Drug companies must support provider data needs


Payers and providers are working together to control treatment costs

Healthcare providers believe that the pharmaceutical industry could play an important role in helping value-based systems such as accountable care organizations (ACOs) deliver better care at lower cost. But pharma companies currently do a poor job of delivering the kind of data needed to accomplish that goal, according to a survey of physicians, conducted by Oliver Wyman, a New York-based management consulting firm.

“Healthcare providers are already feeling pressure to control the cost of healthcare, and they believe that pressure will only increase over the next few years,” says Mark Mozeson, a partner at Oliver Wyman who specializes in life sciences, and is co-director of the research. “They believe that pharmaceutical manufacturers could help them succeed in that task by helping them understand how their drug spend helps them keep patients well and out of the hospital-and away from other, more expensive forms of treatment. But they don’t see that happening yet. Indeed most doubt whether pharma even has the ability to provide them with the kind of information they need.”

The 200 respondents currently make at least 25% of their income through value-based care arrangements. Seventy percent say their organization would increase its use of alternative reimbursement models over the next five years. More than half agreed with the statement: “My provider group's ability to manage the cost of treating patients is a major factor for my personal compensation.”

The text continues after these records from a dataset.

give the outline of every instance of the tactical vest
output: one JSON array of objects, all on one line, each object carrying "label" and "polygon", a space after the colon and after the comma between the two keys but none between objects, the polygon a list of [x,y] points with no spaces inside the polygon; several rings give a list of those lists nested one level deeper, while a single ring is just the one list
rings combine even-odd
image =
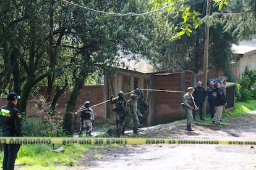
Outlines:
[{"label": "tactical vest", "polygon": [[88,120],[91,119],[92,112],[88,108],[82,111],[81,113],[82,113],[81,117],[83,119]]}]

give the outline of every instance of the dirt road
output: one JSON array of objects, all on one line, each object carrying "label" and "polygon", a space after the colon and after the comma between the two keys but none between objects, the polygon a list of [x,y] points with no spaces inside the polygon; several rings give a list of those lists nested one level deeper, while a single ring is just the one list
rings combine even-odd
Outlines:
[{"label": "dirt road", "polygon": [[[137,137],[256,141],[256,116],[235,118],[228,125],[170,123],[140,129]],[[135,137],[132,131],[126,137]],[[126,145],[90,149],[67,169],[256,169],[256,145],[203,144]]]}]

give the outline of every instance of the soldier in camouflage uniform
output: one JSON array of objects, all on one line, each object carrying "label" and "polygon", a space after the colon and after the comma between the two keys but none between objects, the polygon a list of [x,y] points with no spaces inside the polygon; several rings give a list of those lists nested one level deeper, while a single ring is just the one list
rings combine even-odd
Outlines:
[{"label": "soldier in camouflage uniform", "polygon": [[192,95],[194,91],[194,89],[192,87],[189,87],[187,88],[187,92],[183,96],[184,107],[187,113],[187,127],[188,131],[194,131],[191,128],[191,122],[193,120],[192,110],[193,108],[195,110],[198,109],[195,103]]},{"label": "soldier in camouflage uniform", "polygon": [[81,123],[80,131],[79,134],[81,134],[82,132],[86,129],[86,134],[87,136],[93,136],[91,134],[93,123],[94,123],[94,114],[93,110],[90,108],[91,102],[86,101],[79,110],[80,116],[80,121]]},{"label": "soldier in camouflage uniform", "polygon": [[124,99],[124,94],[122,91],[120,91],[118,93],[118,98],[113,100],[113,96],[110,97],[110,103],[111,105],[116,104],[116,107],[114,108],[116,118],[116,127],[119,128],[122,126],[125,116],[127,111],[127,101]]},{"label": "soldier in camouflage uniform", "polygon": [[128,124],[132,118],[134,121],[134,134],[138,132],[138,95],[134,94],[132,95],[131,99],[130,99],[127,102],[127,114],[126,116],[125,123],[122,129],[122,135],[124,135],[125,129],[128,126]]},{"label": "soldier in camouflage uniform", "polygon": [[139,126],[138,127],[142,127],[143,120],[144,119],[143,113],[145,113],[145,111],[147,109],[147,104],[143,100],[143,94],[142,91],[140,88],[136,88],[135,89],[134,94],[137,94],[138,95],[138,111],[137,112],[137,115],[139,118]]}]

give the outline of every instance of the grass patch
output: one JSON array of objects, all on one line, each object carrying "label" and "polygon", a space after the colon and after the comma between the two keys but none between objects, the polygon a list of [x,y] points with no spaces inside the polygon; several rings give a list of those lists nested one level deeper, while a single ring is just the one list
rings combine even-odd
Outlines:
[{"label": "grass patch", "polygon": [[[75,167],[76,160],[83,156],[83,153],[89,148],[100,145],[80,145],[77,144],[64,145],[64,152],[55,152],[54,150],[60,145],[33,144],[22,145],[18,152],[16,165],[22,165],[23,169],[56,169],[54,166]],[[96,155],[100,157],[100,155]],[[0,161],[2,161],[3,152],[0,153]]]},{"label": "grass patch", "polygon": [[[248,113],[249,111],[256,110],[256,100],[252,99],[247,102],[235,102],[234,103],[235,110],[232,111],[228,111],[228,113],[223,113],[222,114],[222,120],[221,123],[224,125],[228,124],[226,122],[226,119],[225,118],[228,117],[236,117],[234,119],[236,120],[242,120],[244,119],[244,116],[256,116],[255,115],[252,115]],[[198,118],[199,113],[197,113],[197,121],[193,121],[194,123],[197,124],[202,124],[202,125],[212,125],[211,118],[210,116],[210,113],[207,113],[206,115],[203,116],[205,119],[204,121],[202,121]],[[179,123],[187,123],[186,119],[182,119],[178,121]]]}]

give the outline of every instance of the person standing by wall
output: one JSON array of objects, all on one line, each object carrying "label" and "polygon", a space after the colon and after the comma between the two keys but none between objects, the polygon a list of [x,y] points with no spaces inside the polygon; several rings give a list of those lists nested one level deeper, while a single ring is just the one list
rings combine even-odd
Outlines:
[{"label": "person standing by wall", "polygon": [[[20,114],[15,108],[20,97],[15,92],[8,94],[8,103],[0,108],[0,126],[2,137],[21,137],[23,136]],[[14,169],[14,163],[17,154],[20,149],[20,144],[3,144],[4,160],[3,170]]]},{"label": "person standing by wall", "polygon": [[80,116],[80,128],[79,134],[81,134],[85,129],[86,129],[86,134],[92,136],[91,134],[93,124],[94,123],[94,114],[93,110],[90,108],[91,102],[86,101],[79,110]]},{"label": "person standing by wall", "polygon": [[214,116],[214,105],[213,105],[213,81],[209,82],[209,86],[206,89],[205,93],[208,97],[208,103],[209,104],[210,113],[211,113],[211,118],[213,118]]},{"label": "person standing by wall", "polygon": [[215,110],[215,114],[211,119],[216,124],[222,124],[220,123],[223,107],[227,105],[226,96],[223,91],[221,89],[221,84],[216,82],[214,84],[213,89],[213,105]]},{"label": "person standing by wall", "polygon": [[188,131],[194,131],[191,128],[191,123],[193,119],[192,110],[198,110],[198,107],[194,101],[194,89],[193,87],[189,87],[187,88],[187,92],[183,96],[183,103],[184,110],[187,114],[187,129]]},{"label": "person standing by wall", "polygon": [[195,97],[195,104],[199,108],[199,116],[201,120],[205,120],[203,118],[203,102],[205,100],[205,87],[202,85],[202,81],[198,81],[197,82],[197,86],[195,87],[195,91],[194,92],[194,97]]}]

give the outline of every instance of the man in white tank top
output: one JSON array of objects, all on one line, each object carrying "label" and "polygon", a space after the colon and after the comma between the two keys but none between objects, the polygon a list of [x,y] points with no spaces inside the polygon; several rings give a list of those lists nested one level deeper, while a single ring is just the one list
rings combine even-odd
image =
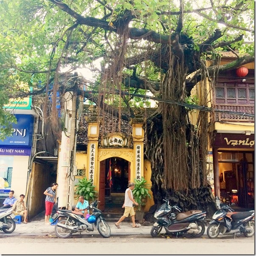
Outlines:
[{"label": "man in white tank top", "polygon": [[132,227],[138,228],[135,224],[135,213],[133,206],[133,203],[135,203],[136,206],[139,205],[138,203],[136,202],[134,199],[132,190],[134,188],[134,184],[133,182],[131,182],[129,184],[128,188],[125,190],[125,202],[122,206],[122,208],[125,208],[125,212],[122,216],[119,219],[119,220],[115,224],[116,227],[117,228],[121,228],[119,224],[125,218],[128,217],[129,216],[129,214],[130,214],[131,218]]}]

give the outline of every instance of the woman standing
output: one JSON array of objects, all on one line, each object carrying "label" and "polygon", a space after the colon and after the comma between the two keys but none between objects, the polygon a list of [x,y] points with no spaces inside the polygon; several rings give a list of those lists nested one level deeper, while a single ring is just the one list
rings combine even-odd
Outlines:
[{"label": "woman standing", "polygon": [[45,224],[49,224],[50,223],[50,217],[52,213],[53,205],[56,203],[55,194],[56,189],[58,187],[58,183],[53,183],[51,187],[49,187],[44,192],[46,195],[45,198]]}]

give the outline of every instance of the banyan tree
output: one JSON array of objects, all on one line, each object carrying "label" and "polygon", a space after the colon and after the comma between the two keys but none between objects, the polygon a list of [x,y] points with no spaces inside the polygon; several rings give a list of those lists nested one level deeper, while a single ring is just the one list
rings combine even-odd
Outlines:
[{"label": "banyan tree", "polygon": [[[153,113],[144,114],[145,155],[151,161],[155,203],[167,197],[184,210],[214,211],[206,157],[214,112],[204,111],[203,106],[209,106],[219,71],[254,61],[250,43],[253,2],[18,0],[8,1],[15,7],[11,11],[7,2],[2,1],[5,15],[12,13],[26,40],[23,52],[31,47],[26,61],[21,56],[21,63],[12,62],[12,68],[33,74],[34,83],[46,73],[47,86],[62,68],[91,69],[95,81],[87,83],[83,96],[101,115],[114,117],[118,124],[113,127],[117,129],[121,120],[134,117],[134,107],[145,106],[151,97],[157,106]],[[237,59],[220,65],[218,53],[227,50]],[[58,86],[58,79],[53,81],[53,88]],[[187,104],[198,83],[200,97],[194,105]],[[195,108],[199,114],[192,123],[190,113]]]}]

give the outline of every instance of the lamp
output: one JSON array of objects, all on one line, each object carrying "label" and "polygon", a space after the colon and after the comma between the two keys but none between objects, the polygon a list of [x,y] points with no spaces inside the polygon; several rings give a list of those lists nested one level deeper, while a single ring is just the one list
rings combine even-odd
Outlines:
[{"label": "lamp", "polygon": [[245,67],[240,67],[237,69],[236,73],[237,76],[239,77],[243,77],[245,76],[248,74],[248,69]]}]

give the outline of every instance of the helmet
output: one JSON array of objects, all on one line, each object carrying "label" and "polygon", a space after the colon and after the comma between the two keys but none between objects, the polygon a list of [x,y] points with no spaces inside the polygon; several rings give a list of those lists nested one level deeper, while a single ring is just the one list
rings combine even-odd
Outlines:
[{"label": "helmet", "polygon": [[91,215],[87,219],[87,221],[89,223],[94,223],[96,221],[96,217],[94,215]]}]

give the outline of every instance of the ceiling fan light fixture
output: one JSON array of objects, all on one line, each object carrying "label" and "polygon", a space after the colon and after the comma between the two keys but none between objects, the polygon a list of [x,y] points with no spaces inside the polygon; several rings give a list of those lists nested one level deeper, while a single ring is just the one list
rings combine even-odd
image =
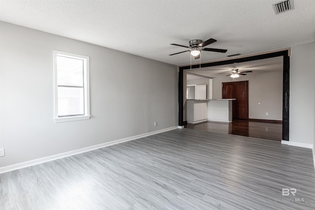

As health plans and provider organizations move toward value-based models, drug spend is usually not the first item on their list,” according to Mozeson . But that doesn’t mean it’s not important.

“Payers and providers need a whole new understanding of the economics of care, including the economics of drug therapy,” he says. “But to get that, they’re going to need to get the pharma companies on board. When we talk to healthcare payers and providers today, we hear a strong concern with cost of care. But pharma companies for the most part either haven’t heard the message or think that it doesn’t apply to them.“

He adds that there’s a long way to go in understanding the economic value of drugs. Payers and providers need to be “firm about getting the data they need.” However, they will also need to partner with pharmaceutical manufacturers to optimize results.